鶏は、藁(わら)を積んだ小屋や床下を住処(すみか)としたが、定住することなく転々とした。「コッコッココケッコッコ」と鳴き声を出して出てくることがあった。「そら、卵を産んだぞ。どこか探せ。」と子どもは卵探しをした。卵焼きは、ご馳走であった。最高の弁当のおかずであり、みんなに見せみらかしたものである。親鳥が卵を抱いて、ある日孵化して、ピヨピヨと、雛(ひな)を引き連れて出てくることもあった。

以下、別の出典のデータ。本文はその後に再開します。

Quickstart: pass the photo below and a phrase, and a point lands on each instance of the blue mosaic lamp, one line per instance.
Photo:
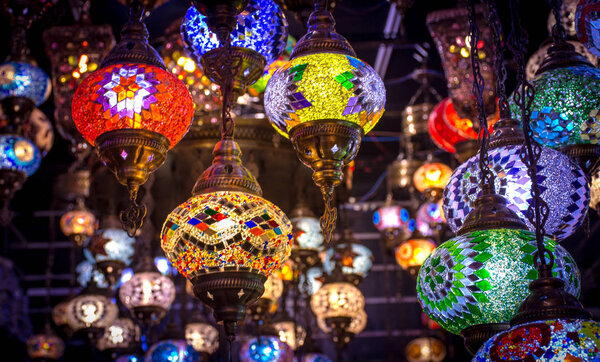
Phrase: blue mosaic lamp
(356, 259)
(258, 37)
(266, 348)
(563, 184)
(111, 249)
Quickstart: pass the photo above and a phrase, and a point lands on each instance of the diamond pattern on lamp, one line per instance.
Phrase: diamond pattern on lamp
(562, 184)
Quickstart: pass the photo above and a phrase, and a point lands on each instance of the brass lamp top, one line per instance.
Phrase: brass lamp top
(227, 173)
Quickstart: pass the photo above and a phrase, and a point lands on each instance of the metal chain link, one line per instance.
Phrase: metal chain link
(487, 179)
(537, 212)
(499, 68)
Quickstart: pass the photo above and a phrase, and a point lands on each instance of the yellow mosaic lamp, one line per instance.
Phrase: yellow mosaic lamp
(324, 100)
(226, 239)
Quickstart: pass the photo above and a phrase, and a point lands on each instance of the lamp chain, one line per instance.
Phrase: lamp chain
(487, 179)
(530, 154)
(499, 68)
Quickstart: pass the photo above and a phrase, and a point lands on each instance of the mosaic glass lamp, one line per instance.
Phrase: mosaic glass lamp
(91, 311)
(430, 217)
(19, 159)
(227, 239)
(551, 324)
(342, 336)
(431, 179)
(74, 52)
(289, 331)
(425, 349)
(355, 258)
(411, 254)
(474, 283)
(45, 347)
(148, 294)
(205, 93)
(449, 29)
(587, 17)
(264, 304)
(337, 302)
(308, 239)
(565, 105)
(260, 27)
(133, 111)
(122, 334)
(78, 223)
(266, 348)
(202, 336)
(111, 249)
(324, 100)
(562, 183)
(393, 222)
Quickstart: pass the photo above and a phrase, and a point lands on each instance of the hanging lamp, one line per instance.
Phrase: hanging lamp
(565, 107)
(133, 111)
(551, 323)
(474, 283)
(324, 100)
(226, 239)
(258, 37)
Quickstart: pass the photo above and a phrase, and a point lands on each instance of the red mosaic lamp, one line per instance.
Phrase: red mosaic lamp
(133, 111)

鶏肉は、唯一口にする肉であり、田植えが終わった後の「さのぼい」や正月には、各家でつぶして食べた。今では、お盆に魚や肉を食べる家庭が多いが、むかしは、絶対に許されなかった。魚釣りや虫取りをすることも固く禁じられていた。
作品No.41 愛宕神社の思い出
愛宕神社の思い出
毎日曜日の早朝は小学生による石段の落ち葉のはき掃除があった。落ち葉の量は多いのだが、いつものごとく高学年の先輩達は話に夢中になりほとんど手が動かない。当時は低学年は先輩達を敬いそれが当たり前のようだった気がする。そして遊びでは高学年の先輩達が低学年のものを守ってくれていたような世界だったと思う。中学生は小学生から見れば大人と同じに写っていたように思う。隣の町内との小学生同士のけんかの時も負けそうな時だけ相談していた。
六月灯、十五夜祭のシラスとり、大人達の弓の練習、ふくろうの実とり、ターザンごっこ、防空壕探検、追いかけごっこ、手裏剣、やぐら、草そり、スケートなど愛宕神社全体を使ったいろんな思い出はきりがない。